Mariusz Włoch Blog

Zapraszam cię też na:

Polityka cookies

Spektakularne samobójstwo

28 grudnia 2014

- Chodzi o to, że moje nazwisko się odmienia, tak jak imię – wyjaśniłem rzeczowo, bo zaczynałem podejrzewać, że dziwaczne wydarzenia ostatnich paru dni za moment osiągną swoje apogeum, a wtedy lepiej zachować względną powagę.

- Aha, rozumiem. Najmocniej przepraszam, panie Jędrzeju, nie byłem pewien, zwolennikiem której formy pan jest. Ale teraz wiem. I jest to dla mnie niezwykle cenna wiedza. Bo każdego dnia się uczę i niech sczeznę, jeśli powiem, że mnie to nie cieszy. Poza tym…

- A z kim ja mam zaszczyt? – zainteresowałem się, bo przemknęło mi przez myśl, że dzwoni kolejny psychol, który zaraz będzie mi opowiadał o końcu świata i czy jestem na to przygotowany. W pewnym sensie jestem, mama zrobiła ostatnio sporo weków.

- O, najmocniej przepraszam, gapa ze mnie. Po prostu czasem zapominam się przedstawić. To z braku czasu i nadmiaru popularności. Z tej strony prezydent Rzeczypospolitej Polskiej, Bronisław Komorowski.
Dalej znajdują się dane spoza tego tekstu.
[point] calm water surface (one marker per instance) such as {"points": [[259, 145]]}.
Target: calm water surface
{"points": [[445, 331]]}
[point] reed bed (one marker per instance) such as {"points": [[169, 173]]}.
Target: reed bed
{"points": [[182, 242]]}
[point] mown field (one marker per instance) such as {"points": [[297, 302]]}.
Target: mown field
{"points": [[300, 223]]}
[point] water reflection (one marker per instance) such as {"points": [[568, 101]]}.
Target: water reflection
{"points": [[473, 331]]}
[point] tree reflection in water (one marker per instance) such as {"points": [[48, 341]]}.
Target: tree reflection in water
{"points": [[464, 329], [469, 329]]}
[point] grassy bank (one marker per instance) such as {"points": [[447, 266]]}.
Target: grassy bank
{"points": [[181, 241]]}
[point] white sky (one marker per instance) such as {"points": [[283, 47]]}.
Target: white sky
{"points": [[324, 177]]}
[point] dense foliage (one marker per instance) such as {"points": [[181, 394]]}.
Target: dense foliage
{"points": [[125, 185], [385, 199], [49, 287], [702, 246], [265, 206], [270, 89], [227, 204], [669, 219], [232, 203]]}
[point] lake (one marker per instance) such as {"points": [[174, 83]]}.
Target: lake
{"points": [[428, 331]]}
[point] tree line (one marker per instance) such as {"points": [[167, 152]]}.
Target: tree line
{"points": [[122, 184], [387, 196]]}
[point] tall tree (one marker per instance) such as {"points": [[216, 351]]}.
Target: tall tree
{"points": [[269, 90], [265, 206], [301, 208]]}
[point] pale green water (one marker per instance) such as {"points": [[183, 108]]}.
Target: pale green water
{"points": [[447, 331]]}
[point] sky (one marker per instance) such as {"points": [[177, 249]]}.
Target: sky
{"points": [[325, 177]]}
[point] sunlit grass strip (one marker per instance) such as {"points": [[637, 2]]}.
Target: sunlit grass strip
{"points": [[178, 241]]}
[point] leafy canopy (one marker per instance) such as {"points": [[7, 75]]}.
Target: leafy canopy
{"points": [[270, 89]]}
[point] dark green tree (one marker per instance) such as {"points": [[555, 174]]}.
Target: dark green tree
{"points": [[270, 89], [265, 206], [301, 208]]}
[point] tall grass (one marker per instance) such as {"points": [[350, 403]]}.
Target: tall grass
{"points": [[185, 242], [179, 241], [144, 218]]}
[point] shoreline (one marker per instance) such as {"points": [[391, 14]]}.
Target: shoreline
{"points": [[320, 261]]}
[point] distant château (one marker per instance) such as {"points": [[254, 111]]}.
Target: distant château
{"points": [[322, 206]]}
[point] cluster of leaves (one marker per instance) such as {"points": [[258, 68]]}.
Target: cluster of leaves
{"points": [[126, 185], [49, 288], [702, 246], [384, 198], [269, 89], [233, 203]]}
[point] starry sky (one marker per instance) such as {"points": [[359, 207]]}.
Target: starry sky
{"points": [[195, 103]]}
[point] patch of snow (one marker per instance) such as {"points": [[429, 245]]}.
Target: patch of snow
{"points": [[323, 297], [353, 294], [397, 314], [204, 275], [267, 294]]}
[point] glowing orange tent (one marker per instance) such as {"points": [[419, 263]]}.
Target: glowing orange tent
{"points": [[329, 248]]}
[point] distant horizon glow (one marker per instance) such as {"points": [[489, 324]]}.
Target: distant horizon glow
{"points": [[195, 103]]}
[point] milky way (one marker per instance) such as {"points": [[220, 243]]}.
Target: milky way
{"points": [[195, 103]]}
Oniemiałem. Głos i sposób mówienia coś mi przypominał, ale nigdy nie wpadłbym na to, że to może być sam prezydent. O ile to nie jest jakiś głupi kawał. Bo i po co prezydent miał do mnie dzwonić?

- Dzień dobry, panie prezydencie – przyjąłem wersję, że to jednak nie kawał.

- Dzień dobry, panie Jędrzeju. Kiedy mówią do mnie „dzień dobry”, zawsze odpowiadam „dzień dobry”, bo i co innego mógłbym powiedzieć? – zastanawiał się tymczasem prezydent. – Panie Jędrzeju, jak tam w pracy?

- Dziękuję, dobrze. A u pana, panie prezydencie? – czy za każdym razem trzeba powtarzać „panie prezydencie”?

- Ogólnie dobrze, tylko w krzyżu mnie łupie, bo to kwiecień, marsze, procesje, protesty, gdzieś mnie przy jakimś pomniku przewiało, kurde. A pan, mam nadzieję, zdrowy?

- Tak, zdrowy. Ogólnie zdrowy.

- To bardzo dobrze, panie Romanie, o, przepraszam, niewyraźnie mi tu napisali, Jędrzeju, bardzo dobrze. Bo widzi pan, inni też mogliby się cieszyć takim zdrowiem i żyć z wdzięcznością do świata i innych ludzi – perorował prezydent. Obok niego musiał znajdować się ktoś jeszcze, ktoś, kto najwyraźniej mu podpowiadał.

Życie nas nie rozpieszcza, podpowiadał tajemniczy sufler prezydenta.

- Życie nas nie rozpieszcza – powtórzył prezydent.